What is the probability that candidate A wins the election?

1. Jan 12, 2009

Inertialforce

1. The problem statement, all variables and given/known data
In an election there are three candidates. Candidate A is twice as likely to win than candidate B and candidate B is twice as likely to win than candidate C.

What is the probability that candidate A wins the election?

3. The attempt at a solution

Could someone explain to me why the answer is 4/7 I don't really understand why it is the answer?

2. Jan 13, 2009

NoMoreExams

Re: Probability

First write out all the givens, then realize that P(A) + P(B) + P(C) = 1

3. Jan 13, 2009

kenewbie

Re: Probability

A = 2B
B = 2C
C = 1 - (A + B)

Can you take it from here?

k

4. Jan 13, 2009

alennix21

Re: Probability

say that C =5
Then B=

Last edited: Jan 13, 2009
5. Jan 13, 2009

NoMoreExams

Re: Probability

Although giving a solution helps some, the socratic method helps more I believe. Ask guiding questions, then see their response instead of just solving the problem. Just my .02

6. Jan 14, 2009

HallsofIvy

Staff Emeritus
Re: Probability

You can't say that "C= 5", C is a person, not a number.

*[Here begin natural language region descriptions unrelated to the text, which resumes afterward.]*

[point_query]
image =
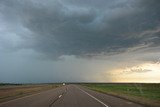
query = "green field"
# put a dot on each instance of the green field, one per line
(147, 94)
(12, 91)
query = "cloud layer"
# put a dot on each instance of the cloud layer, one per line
(57, 28)
(91, 37)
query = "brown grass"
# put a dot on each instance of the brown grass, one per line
(11, 92)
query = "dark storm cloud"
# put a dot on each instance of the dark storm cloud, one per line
(83, 28)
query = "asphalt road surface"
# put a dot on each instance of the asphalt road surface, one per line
(69, 96)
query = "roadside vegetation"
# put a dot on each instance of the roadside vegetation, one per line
(146, 94)
(11, 91)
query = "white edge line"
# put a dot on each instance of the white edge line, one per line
(93, 97)
(60, 96)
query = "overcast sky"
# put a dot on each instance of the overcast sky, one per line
(79, 41)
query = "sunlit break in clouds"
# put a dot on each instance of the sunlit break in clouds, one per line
(79, 41)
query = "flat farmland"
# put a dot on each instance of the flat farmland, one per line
(146, 93)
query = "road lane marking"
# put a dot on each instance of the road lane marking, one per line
(93, 97)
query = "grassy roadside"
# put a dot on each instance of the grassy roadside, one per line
(146, 94)
(13, 91)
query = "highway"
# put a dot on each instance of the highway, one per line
(69, 96)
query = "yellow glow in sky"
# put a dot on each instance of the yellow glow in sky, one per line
(147, 72)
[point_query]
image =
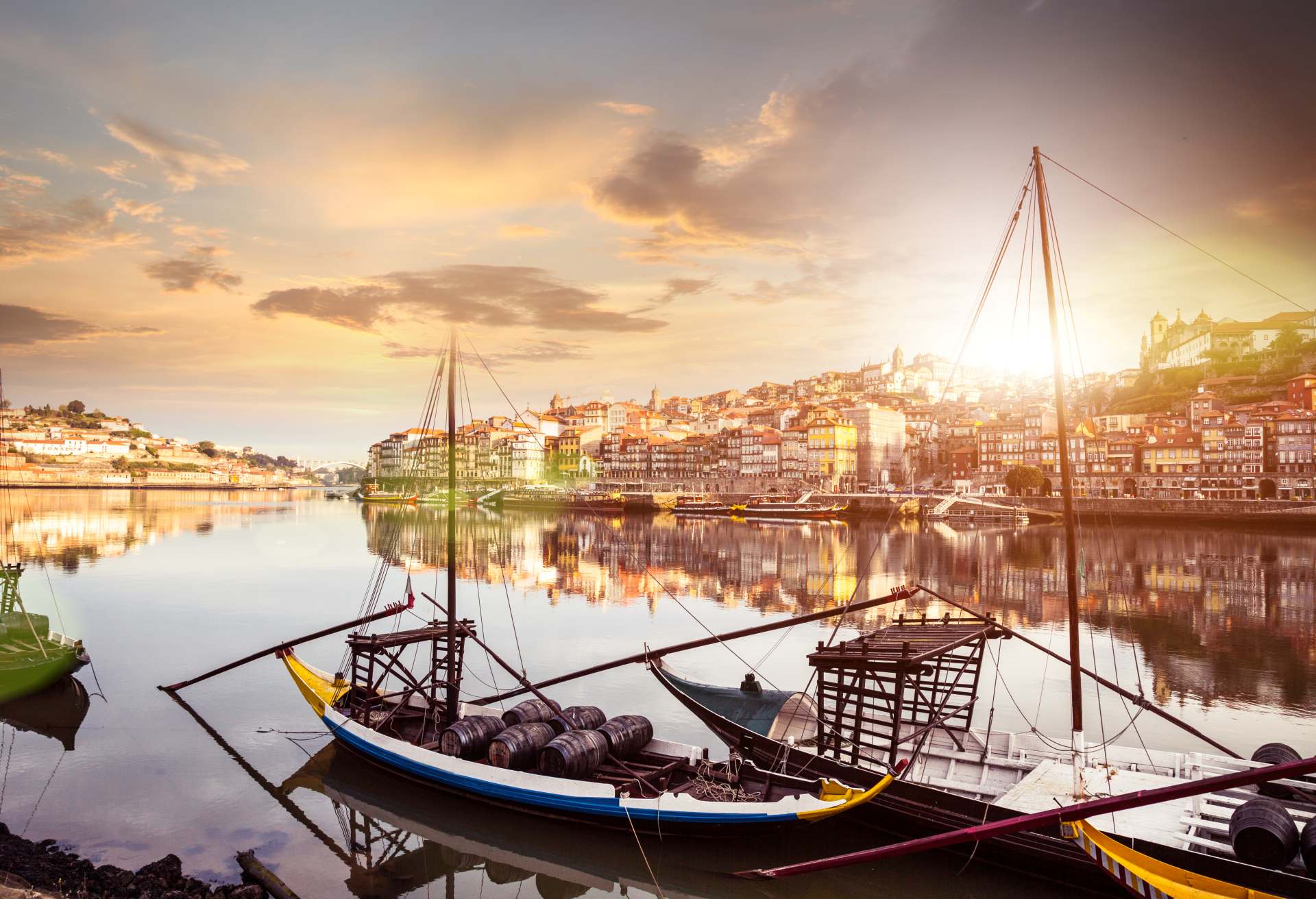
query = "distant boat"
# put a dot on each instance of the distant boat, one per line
(774, 507)
(700, 506)
(565, 500)
(371, 494)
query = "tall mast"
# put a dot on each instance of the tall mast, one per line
(1067, 482)
(450, 703)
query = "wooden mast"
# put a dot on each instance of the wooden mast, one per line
(1067, 482)
(452, 699)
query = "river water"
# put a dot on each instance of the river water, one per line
(162, 584)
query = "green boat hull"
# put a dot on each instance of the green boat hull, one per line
(31, 672)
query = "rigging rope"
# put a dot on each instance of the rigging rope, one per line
(1178, 236)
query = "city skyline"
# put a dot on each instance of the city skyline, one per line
(256, 228)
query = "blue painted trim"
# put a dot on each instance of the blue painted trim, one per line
(585, 806)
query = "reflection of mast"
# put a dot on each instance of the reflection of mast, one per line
(289, 806)
(1067, 481)
(453, 674)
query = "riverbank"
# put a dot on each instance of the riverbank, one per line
(1280, 514)
(56, 872)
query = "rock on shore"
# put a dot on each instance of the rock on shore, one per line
(51, 870)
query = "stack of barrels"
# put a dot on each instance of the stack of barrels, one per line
(568, 743)
(1263, 831)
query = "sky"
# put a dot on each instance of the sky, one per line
(256, 223)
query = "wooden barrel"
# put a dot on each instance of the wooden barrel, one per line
(519, 746)
(1276, 753)
(532, 710)
(1264, 833)
(470, 736)
(626, 735)
(578, 717)
(574, 754)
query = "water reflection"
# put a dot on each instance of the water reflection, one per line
(56, 713)
(404, 839)
(1214, 615)
(67, 528)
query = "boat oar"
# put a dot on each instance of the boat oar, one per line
(393, 608)
(1037, 820)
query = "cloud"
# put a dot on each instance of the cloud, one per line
(816, 282)
(197, 232)
(789, 181)
(187, 160)
(515, 232)
(144, 211)
(19, 183)
(58, 158)
(60, 233)
(531, 352)
(24, 325)
(193, 270)
(116, 170)
(462, 294)
(677, 287)
(628, 108)
(1291, 203)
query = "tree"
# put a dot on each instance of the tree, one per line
(1024, 478)
(1289, 341)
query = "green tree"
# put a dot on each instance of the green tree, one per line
(1024, 478)
(1289, 341)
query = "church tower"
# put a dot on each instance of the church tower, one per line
(1158, 328)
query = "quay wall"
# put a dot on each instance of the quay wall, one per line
(1289, 514)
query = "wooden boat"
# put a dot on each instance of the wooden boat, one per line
(394, 497)
(1144, 876)
(556, 763)
(56, 713)
(907, 691)
(565, 502)
(953, 786)
(613, 796)
(32, 656)
(385, 815)
(440, 498)
(700, 506)
(775, 507)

(If you were to use C to mean the probability that candidate C wins, it still can't be 5: a probability must be between 0 and 1.)

7. Jan 14, 2009

Defennder

Re: Probability

That's not quite the correct approach. Instead, denote a particular candidate probability of winning as P, and note that one of them will definitely win the election. So that means that the individual probabilities of candidates A,B,C must sum to 1. The statement of the problem lets you relate the individual probabilities of the other two candidates to the designated one whom has probability P of winning.

8. Jan 14, 2009

Дьявол

Re: Probability

A=2B
B=2C

The probability equals: $$\frac{one event}{the whole number of events}$$

So it should be $$\frac{A}{A+B+C}$$

B=A/2
C=B/2 or C=A/4

Here is the result:

$$\frac{A}{A+A/2+A/4}$$

Can you continue from now on?

Regards.

9. Jan 14, 2009

alennix21

Re: Probability

I was thinking; to say C=5 then B=
is a concrete way of seeing the problem as a bag of marbles probelm.